I’ve been reviewing and writing about PC gaming peripherals since the mid 00’s and I’ve probably tested close to a hundred different types, good, bad and plain odd, but for the most part they’re very similar. However the King’s Assembly is quite different, combining a mouse, keyboard and joystick into a single handed controller. And the creators want you to use two of them.

Now I know I said that this thing is pretty different to anything I’ve ever looked at and it is, but there are no doubt some of you pointing an all-knowing finger at the Razer Nostromo. There certainly is a stylistic similarity, but even with all the boards I’ve tested, I’ve never seen someone mount a keyboard like this, let alone two of them.

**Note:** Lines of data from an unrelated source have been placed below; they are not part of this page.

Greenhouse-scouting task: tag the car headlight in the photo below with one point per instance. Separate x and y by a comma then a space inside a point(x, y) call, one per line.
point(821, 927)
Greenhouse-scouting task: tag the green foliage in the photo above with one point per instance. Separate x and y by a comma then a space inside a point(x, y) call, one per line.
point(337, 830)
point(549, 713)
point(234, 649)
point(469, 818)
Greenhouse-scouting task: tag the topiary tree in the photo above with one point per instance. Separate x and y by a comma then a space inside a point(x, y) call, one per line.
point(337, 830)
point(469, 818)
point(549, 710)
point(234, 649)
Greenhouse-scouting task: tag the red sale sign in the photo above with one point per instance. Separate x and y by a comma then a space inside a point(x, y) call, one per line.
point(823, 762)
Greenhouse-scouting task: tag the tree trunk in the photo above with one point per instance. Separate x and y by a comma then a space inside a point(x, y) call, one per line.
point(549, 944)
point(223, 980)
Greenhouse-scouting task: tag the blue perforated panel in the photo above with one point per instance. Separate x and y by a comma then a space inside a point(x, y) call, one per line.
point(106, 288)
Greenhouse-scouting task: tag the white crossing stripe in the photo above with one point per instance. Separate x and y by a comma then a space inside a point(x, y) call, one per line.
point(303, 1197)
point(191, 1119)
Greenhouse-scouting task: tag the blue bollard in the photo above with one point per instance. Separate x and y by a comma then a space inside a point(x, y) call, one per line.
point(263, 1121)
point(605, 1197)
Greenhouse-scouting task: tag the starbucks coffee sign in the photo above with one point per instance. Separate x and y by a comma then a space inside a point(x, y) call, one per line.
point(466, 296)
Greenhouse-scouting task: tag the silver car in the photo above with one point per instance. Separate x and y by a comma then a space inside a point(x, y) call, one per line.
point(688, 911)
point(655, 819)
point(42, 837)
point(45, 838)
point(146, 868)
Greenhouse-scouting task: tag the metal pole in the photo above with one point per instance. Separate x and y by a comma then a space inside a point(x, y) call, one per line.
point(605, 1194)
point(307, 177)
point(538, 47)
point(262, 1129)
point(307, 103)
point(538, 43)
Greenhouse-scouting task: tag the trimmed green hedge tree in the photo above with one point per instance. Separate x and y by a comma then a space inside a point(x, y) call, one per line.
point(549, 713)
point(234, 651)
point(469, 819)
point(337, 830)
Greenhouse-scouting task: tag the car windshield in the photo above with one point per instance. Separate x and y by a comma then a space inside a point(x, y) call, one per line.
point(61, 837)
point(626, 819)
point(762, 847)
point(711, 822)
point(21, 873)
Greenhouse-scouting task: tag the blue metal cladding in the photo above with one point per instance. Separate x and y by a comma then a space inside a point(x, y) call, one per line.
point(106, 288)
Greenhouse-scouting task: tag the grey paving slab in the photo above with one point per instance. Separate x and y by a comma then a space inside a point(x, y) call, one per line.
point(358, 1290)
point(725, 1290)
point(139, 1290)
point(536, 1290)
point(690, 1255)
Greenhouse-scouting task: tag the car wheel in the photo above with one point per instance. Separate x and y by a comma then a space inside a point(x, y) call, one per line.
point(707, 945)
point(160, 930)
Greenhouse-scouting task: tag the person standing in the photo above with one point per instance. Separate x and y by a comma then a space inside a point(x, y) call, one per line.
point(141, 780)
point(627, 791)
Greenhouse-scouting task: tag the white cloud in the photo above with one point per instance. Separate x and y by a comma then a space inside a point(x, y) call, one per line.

Then there’s the fact that the King’s Assembly has a mouse sensor in its base, as well as offering 35 keys on each (30 for fingers, five for the thumb) along with a joystick. It’s a lot of controls and would certainly take some time to get used to because of its unique layout.

It’s also not cheap. Thanks to the use of Cherry ML switches (MX version potentially coming one day) and the amount of features bundled into these input devices, the final retail will probably be close to $250 for the full pair.

kings

Early Kickstarter prices are a bit better, with $200 netting you the full thing now or $110 getting you a single handed version.

Keyboard keys will be fully remappable, the mouse sensor is a ridiculously high, 9800DPI optical, there’s teflon pads for non-stick feet, no drivers needed and it can even be used with consoles that recognise USB peripherals.

If you want to kick in to the already popular campaign or to learn more about the King’s Assembly, check out its Kickstarter page here.

KitGuru Says: While this is an impressive looking device, I think it’ll be more of a niche product – like those mice with giant rollerballs on – as relearning to type on one of these would be pretty difficult, plus, I can’t see how these hefty things, with their palm-grip-arm-control, will be as accurate as a claw grip, ambidextrous mouse. 

Though I reserve the right to be wrong. What do you guys think?